In our study, we chose a cutoff value for mean systolic flow rate above 200 ml/s to be considered preserved. At this flow rate, nearly all of those with critical or severe AVA had an mAVG at or near 40 mm Hg. Other authors have also endorsed using this cutoff [9–12]. Voelker et al. conducted an in vitro study in a pulsatile aortic flow model in which they derived the mean systolic flow from electromagnetic flow curves [13]. They considered a systolic flow of 200 ml/s as physiologic, as it corresponded to a cardiac output of 5 l/min [13]. The authors of the multicenter Truly or Pseudo-Severe Aortic Stenosis (TOPAS) study considered a cutoff of 250 ml/s to be the normal transvalvular flow rate [6]. In our sample, however, only 6 of the included subjects had an MSF at or above this cutoff. Although our sample was selected to be enriched with low-flow aortic stenosis, it seems that the use of a cutoff of 250 ml/s is very high, since the vast majority of subjects with severe aortic stenosis do not reach this level of flow. Irrespective of what cutoff of MSF is ultimately determined to be the optimal, our feeling is that a patient should not be labeled as having low flow if their MSF exceeds the cutoff value.
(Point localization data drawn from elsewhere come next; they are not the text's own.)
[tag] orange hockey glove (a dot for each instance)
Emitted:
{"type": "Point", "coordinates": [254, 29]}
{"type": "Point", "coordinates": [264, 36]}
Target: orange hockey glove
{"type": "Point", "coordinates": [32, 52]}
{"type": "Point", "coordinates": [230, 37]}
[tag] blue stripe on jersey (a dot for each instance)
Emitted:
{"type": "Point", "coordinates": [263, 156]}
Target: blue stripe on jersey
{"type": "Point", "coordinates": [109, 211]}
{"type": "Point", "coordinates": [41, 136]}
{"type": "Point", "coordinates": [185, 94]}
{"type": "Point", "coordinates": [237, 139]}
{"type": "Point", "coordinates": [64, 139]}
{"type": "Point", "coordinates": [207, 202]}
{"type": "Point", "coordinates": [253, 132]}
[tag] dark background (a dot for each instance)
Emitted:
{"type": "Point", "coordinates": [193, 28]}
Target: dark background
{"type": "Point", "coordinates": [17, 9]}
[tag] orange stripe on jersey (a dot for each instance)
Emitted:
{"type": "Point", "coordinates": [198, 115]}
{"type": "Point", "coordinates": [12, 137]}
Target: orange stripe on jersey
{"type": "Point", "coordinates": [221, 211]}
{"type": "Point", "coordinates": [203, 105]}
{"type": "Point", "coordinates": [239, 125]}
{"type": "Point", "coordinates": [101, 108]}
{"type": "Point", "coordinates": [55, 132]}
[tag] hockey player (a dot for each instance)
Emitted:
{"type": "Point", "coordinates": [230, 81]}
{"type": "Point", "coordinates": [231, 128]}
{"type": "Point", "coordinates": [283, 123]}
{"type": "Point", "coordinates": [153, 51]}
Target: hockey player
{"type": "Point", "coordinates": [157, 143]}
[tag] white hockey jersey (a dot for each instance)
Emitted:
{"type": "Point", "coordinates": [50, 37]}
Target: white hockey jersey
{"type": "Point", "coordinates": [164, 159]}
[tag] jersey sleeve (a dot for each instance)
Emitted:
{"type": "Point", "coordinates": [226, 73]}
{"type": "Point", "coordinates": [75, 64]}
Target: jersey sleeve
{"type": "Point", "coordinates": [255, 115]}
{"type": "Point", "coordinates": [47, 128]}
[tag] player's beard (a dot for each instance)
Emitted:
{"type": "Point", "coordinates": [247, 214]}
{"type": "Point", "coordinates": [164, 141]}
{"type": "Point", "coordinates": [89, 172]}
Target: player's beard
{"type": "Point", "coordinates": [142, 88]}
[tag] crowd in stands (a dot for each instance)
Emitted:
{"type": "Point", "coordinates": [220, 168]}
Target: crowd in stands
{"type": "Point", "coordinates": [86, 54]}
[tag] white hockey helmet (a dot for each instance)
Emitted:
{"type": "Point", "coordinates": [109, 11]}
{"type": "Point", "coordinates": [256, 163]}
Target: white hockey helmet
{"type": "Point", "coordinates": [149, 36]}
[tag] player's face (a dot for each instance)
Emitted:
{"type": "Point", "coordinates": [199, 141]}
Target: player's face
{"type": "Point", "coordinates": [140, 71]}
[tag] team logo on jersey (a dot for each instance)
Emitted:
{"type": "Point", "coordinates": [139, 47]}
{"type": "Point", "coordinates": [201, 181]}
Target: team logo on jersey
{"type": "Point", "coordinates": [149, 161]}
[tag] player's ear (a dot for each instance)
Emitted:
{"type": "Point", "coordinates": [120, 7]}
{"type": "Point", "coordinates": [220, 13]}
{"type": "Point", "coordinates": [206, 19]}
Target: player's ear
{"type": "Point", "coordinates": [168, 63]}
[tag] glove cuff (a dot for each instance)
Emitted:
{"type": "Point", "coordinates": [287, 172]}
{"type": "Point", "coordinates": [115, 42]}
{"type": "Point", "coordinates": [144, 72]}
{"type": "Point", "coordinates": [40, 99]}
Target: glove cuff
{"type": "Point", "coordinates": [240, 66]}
This study does have limitations. The study design is retrospective, and it included a selected sample of subjects purposefully enriched with having low-gradient aortic stenosis. The sample also excluded those who had severe aortic or mitral regurgitation. These factors may limit the generalizability of our results. Another limitation is that measurement error may play a role in misclassification of patients with aortic stenosis. We measured important differences in inter-observer and intra-observer variability for AVA and SV. Therefore some of the subjects with low-gradient aortic stenosis may have had true AVA > 1.0 cm2.
In conclusion, subjects with AVA of 0.8 and 0.9 cm2 rarely had mAVG > 40 mm Hg, even when the transvalvular flow rate was normal. Using current guidelines, it is not clear whether such cases should be classified as severe.